У него вырывается невольно:
— Тут нет ничего…
— Будет! — отвечает ему спокойно мастер. — Будет! — Он стягивает рукавицы и кладет их на пустой поломанный верстак.
Через неделю здесь открылась первая на заводе ученическая мастерская.
2
Алеша теперь целыми днями пропадал в школе. Жажда кипучей деятельности охватила его: ему хотелось взять щетку, вот такую, какой бабы стены мажут, взять и выбелить всю школу от первой до последней комнаты. И коридор тоже. Чтоб блестела школа, как новенькая.
Он все хотел сделать сам. Вмешивался в работу культкомиссии, лез прибивать портреты и лозунги в клубе, вместе с группой школьных художников взялся красить сцену. Обрызганный краской, он стоял посреди зала и отряхивался. Не было человека счастливее его.
Потом он затеял организацию школьного кооператива.
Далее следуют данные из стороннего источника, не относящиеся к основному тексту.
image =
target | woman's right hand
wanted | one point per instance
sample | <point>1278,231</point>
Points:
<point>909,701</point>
Носился с планами, прикидывал, как добыть средства, бегал по учреждениям, уговаривал заведующего. Когда кооператив открылся, Алеша разочаровался: ему нельзя было стать там продавцом, не хватало времени. Иногда он все-таки приходил туда и кричал, воображая себя купцом:
— Ну, налетай, навались, у кого деньги завелись!
Для ячейки деткомгруппы он тоже добыл комнату. Ячейка теперь стала большой организацией, в нее валом валили школьники. Алеша появлялся здесь на минуту, он всегда что-нибудь тащил в ячейку: плакат, бумагу для стенгазеты, материал для знамени.
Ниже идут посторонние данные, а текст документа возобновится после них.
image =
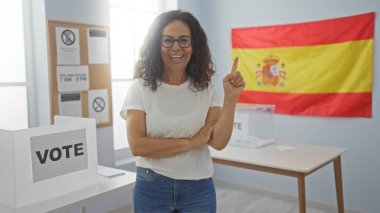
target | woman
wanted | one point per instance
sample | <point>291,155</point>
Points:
<point>173,114</point>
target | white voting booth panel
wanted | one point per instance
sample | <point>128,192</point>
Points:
<point>43,162</point>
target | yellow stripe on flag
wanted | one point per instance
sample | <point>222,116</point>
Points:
<point>333,68</point>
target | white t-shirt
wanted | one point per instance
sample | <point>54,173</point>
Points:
<point>174,112</point>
Самым странным было то, что он все-таки успевал учиться. У него снова появился вкус к учебе. Ему нравилось говорить себе вечером:
— А я вот еще это узнал сегодня.
Он признавался себе иногда, что полученные за день знания ему ни к чему.
— Ну зачем мне знать, что ромашка принадлежит к семейству сложноцветных? — пожимал он плечами.
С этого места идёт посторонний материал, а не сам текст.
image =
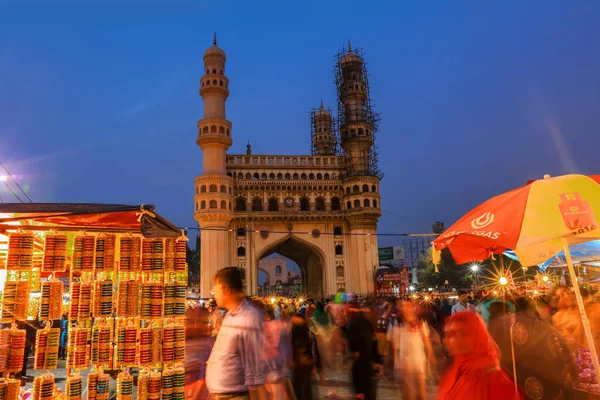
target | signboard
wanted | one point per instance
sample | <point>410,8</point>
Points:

Но все-таки он узнавал это, узнавал еще многое другое, нужное ему или ненужное, но он тщательно прятал добытое в копилку памяти.
Как-то незаметно для себя Алеша сделался первым человеком в школе. У всех было к нему дело. Все шли к нему, в шестую «А». Толпились около его парты. Совали какие-то бумажки, заявления, списки. Культкомиссия приносила смету, кооператоры — отчет, драмкружковцы — пьесу на просмотр, секретарь старостата — протоколы на подпись…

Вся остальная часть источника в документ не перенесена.